The Academy of International Business (AIB) held its annual global business conference in Vancouver, British Columbia from June 23-26, and a professor from Temple University’s Fox School of Business did not leave empty handed.
Dr. Amir Shoham, Associate Professor of Finance at the Fox School of Business, received the SSE/WAIB Award for Increased Gender Awareness in International Business Research in recognition of his research paper entitled, “Do Female/Male Distinctions in Language Influence Microfinance Outreach to Women?” The Stockholm School of Economics (SSE) and the Women in AIB (WAIB) sponsored the award.
Shoham set out to find a different solution for cultural dimensions than the commonly used survey-based measures. He studied the structure of languages in general and gender marking, particularly in grammar.
“Today’s research that is conducted is mostly survey-based and it’s extremely problematic,” said Shoham. “I wanted to find an alternate way and did so based on language that focused on culture and gender.”

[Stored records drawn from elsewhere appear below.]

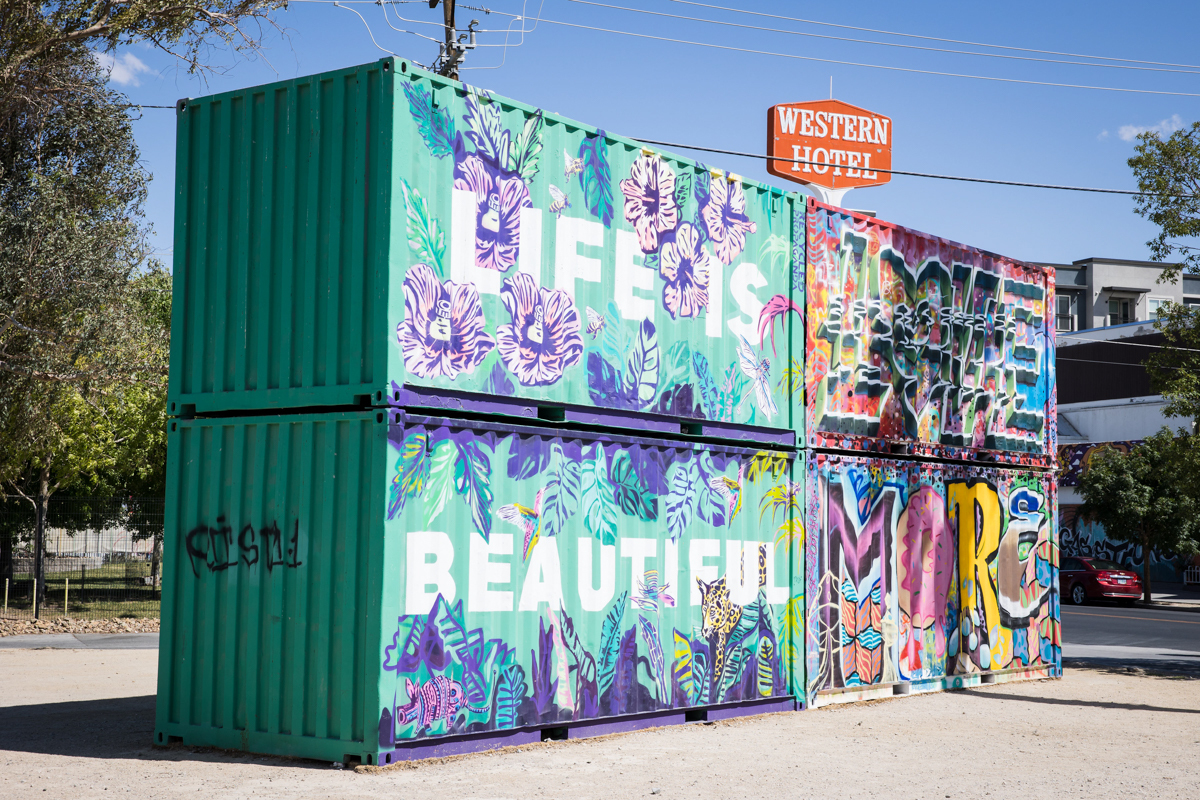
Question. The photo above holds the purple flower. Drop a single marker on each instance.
(443, 328)
(544, 337)
(501, 198)
(725, 216)
(649, 200)
(683, 264)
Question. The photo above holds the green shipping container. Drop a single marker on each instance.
(355, 585)
(383, 235)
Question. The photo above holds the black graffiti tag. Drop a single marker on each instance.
(214, 548)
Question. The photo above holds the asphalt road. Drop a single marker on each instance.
(1151, 638)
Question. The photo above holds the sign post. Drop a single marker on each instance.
(829, 145)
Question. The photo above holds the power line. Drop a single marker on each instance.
(864, 41)
(897, 172)
(870, 66)
(933, 38)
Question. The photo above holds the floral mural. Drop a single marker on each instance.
(571, 318)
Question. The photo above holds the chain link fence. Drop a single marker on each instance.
(101, 558)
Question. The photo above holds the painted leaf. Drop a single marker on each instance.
(709, 504)
(595, 180)
(677, 365)
(599, 505)
(654, 655)
(615, 340)
(641, 378)
(604, 382)
(610, 642)
(412, 471)
(544, 687)
(683, 188)
(561, 499)
(791, 627)
(510, 693)
(441, 481)
(681, 497)
(487, 131)
(526, 149)
(528, 456)
(425, 236)
(435, 125)
(624, 680)
(628, 491)
(498, 383)
(682, 667)
(709, 396)
(473, 480)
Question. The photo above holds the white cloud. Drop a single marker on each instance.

Shoham also collected data based off financial records released from Microfinance Organizations (MFOs) in various countries around the world. MFOs provide financial services to individuals or small businesses in low-income areas, where traditional banking is a scarce resource.
In conjunction with his three co-authors – Estefania Santacreu-Vasut, of France’s ESSEC Business School; Isreal Drori, of the College of Management and Academic Studies in Israel; and Ronny Manos, of Cranfield University in the United Kingdom – Shoham discovered that language influences hybrid organizations’ management of its dual missions.
“The empirical evidence from MFOs’ outreach strategy toward females helped to analyze whether language’s influence depends on MFOs’ profit orientation and the consequences this has for whether there is a tradeoff between outreach and sustainability or whether they are compatible,” said Shoham. “The main finding is that the sustainability and outreach tradeoffs depend on how organizations treat societal attributes when defining their outreach strategy.”
Nonprofit MFOs define a universal mission of outreach that does not selectively interact with social attributes, Shoham said. For-profit MFOs build outreach strategies that target female borrowers. This occurs more frequently, he said, in countries where gender roles are unfavorable toward women.
The SSE/WAIB award is extremely selective, so much so that the award was not bestowed upon anyone in 2013. When their names were announced, Shoham and his co-authors were proud to know that their hard work had paid off.
“When your work is recognized,” he said, “it’s a great feeling.”